Growth… I have seen a lot of growth in myself these past 10 months of the race, along with others who have seen the same growth in me. I have grown in ways that only the Lord could have taught me. I have learned to appreciate community and rely on others for support in anything that I do. To listen to the world around me, and help others even when they don’t ask for it. I have also learned to let go and to forgive.
I have been hurt in the past by men who I trusted and thought they meant the world to me. I’m talking about men that I have dated in the past that had hurt me. For the longest time I held the hurt deep inside me, trying to make sense of what I did wrong or what I could have done better.
The hurt ran so beep that when I was put on a team with two men, I started to attack one of my team members Joshua with my words to push him away. Joshua, who is a great and Godly man, thinks of others before himself and is a great brother to all of us women on the team. He is also always preaching the word of God to anyone, even if they have a rock in their hands to throw…lol. He would try his hardest to be friends with me, but the more that he pushed the more I would push back. I would yell at him for no reason.

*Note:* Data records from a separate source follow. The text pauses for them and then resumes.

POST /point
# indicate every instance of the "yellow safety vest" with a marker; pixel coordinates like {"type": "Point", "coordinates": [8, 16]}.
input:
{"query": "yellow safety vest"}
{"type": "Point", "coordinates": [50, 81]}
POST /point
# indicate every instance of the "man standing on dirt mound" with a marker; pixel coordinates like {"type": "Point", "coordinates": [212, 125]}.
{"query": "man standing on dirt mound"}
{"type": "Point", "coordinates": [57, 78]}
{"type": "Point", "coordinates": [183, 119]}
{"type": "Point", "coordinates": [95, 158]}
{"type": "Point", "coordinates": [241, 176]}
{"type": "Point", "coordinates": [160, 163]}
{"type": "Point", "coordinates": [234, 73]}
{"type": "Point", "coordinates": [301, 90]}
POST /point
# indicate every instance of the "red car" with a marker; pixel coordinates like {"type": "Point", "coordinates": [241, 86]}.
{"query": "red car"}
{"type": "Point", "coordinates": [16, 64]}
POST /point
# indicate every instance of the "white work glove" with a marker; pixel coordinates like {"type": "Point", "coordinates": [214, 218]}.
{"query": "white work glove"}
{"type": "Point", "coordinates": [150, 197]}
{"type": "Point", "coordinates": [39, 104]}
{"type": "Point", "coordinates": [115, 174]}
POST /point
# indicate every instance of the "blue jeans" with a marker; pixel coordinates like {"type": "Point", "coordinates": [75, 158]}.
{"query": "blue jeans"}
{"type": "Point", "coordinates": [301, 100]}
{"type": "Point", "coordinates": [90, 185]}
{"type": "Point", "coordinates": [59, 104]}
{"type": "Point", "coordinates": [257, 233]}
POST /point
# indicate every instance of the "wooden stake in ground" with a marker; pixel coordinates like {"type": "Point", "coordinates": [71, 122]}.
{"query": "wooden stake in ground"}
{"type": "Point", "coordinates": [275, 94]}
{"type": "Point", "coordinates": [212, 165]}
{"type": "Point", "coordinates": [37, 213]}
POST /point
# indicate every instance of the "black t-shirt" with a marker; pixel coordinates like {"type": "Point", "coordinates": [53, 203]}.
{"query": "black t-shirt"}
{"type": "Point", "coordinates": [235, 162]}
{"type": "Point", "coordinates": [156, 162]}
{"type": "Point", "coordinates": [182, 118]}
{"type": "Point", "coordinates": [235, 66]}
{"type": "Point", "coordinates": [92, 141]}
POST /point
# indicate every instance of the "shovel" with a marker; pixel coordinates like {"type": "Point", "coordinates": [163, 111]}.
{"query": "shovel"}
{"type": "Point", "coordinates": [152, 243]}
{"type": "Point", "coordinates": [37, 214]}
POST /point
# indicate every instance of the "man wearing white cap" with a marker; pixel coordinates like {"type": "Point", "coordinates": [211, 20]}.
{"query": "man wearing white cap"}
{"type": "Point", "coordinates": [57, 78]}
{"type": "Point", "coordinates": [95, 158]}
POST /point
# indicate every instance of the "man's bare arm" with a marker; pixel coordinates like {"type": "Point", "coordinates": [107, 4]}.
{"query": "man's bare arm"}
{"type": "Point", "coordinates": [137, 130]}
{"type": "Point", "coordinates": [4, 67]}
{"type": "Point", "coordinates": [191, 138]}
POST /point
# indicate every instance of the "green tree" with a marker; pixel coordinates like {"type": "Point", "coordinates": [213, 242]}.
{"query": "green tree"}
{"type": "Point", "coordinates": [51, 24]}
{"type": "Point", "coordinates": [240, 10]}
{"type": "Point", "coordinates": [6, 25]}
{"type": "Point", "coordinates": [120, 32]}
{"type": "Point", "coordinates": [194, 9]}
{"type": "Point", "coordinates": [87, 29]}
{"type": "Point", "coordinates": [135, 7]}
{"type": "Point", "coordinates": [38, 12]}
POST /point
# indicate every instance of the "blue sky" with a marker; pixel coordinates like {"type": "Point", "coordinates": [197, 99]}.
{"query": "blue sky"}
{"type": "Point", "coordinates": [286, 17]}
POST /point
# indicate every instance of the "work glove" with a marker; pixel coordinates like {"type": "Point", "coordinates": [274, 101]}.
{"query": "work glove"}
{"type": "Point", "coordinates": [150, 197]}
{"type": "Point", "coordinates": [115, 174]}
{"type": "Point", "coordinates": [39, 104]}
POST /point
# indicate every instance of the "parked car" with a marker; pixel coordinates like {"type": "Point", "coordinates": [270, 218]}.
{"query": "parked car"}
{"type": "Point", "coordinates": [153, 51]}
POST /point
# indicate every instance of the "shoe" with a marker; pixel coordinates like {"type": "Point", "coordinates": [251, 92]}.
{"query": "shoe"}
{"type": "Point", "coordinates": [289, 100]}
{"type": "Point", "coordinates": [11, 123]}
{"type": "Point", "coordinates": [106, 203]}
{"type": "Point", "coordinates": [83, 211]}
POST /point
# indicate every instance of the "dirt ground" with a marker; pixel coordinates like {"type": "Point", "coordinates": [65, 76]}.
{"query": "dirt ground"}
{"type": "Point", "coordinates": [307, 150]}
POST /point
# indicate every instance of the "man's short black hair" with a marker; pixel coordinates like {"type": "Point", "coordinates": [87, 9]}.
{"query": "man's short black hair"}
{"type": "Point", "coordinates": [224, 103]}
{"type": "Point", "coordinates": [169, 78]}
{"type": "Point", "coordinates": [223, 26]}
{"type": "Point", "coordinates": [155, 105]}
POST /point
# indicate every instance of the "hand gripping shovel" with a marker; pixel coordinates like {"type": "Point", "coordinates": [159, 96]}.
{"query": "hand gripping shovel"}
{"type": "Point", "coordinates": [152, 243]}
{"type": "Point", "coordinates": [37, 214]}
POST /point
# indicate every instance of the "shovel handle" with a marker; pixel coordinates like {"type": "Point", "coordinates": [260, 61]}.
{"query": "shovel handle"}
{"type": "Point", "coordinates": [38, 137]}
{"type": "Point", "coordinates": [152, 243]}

Looking back on it, I realized it was the hurt that I had bottled up inside of me for three years and I just ignored it. The thing is some wounds go too deep to just ignore. I kept going over in my mind the fights and arguments I have had with these men. The thoughts that I was too skinny, that I wasn’t allowed to wear black because it made me look too thin, that I was told that I should drink muscle drinks to gain weight, or that I looked like a complete fool in the clothes that I was told to wear. The feeling of not being enough was hard, but I would do anything they wanted me to do, because at that time I didn’t want to lose what I had.
While being on the World race I have had so much growth. I have learned to love myself just the way I am. I have moved on from my past, and I guess writing this is the final goodbye to the hurt that has been done to me.
With the growth I have had, I am able to laugh at myself, love children that are bad, and give more of myself to ministry.
I give all the glory to God because without him I wouldn’t be here at all, and know my worth.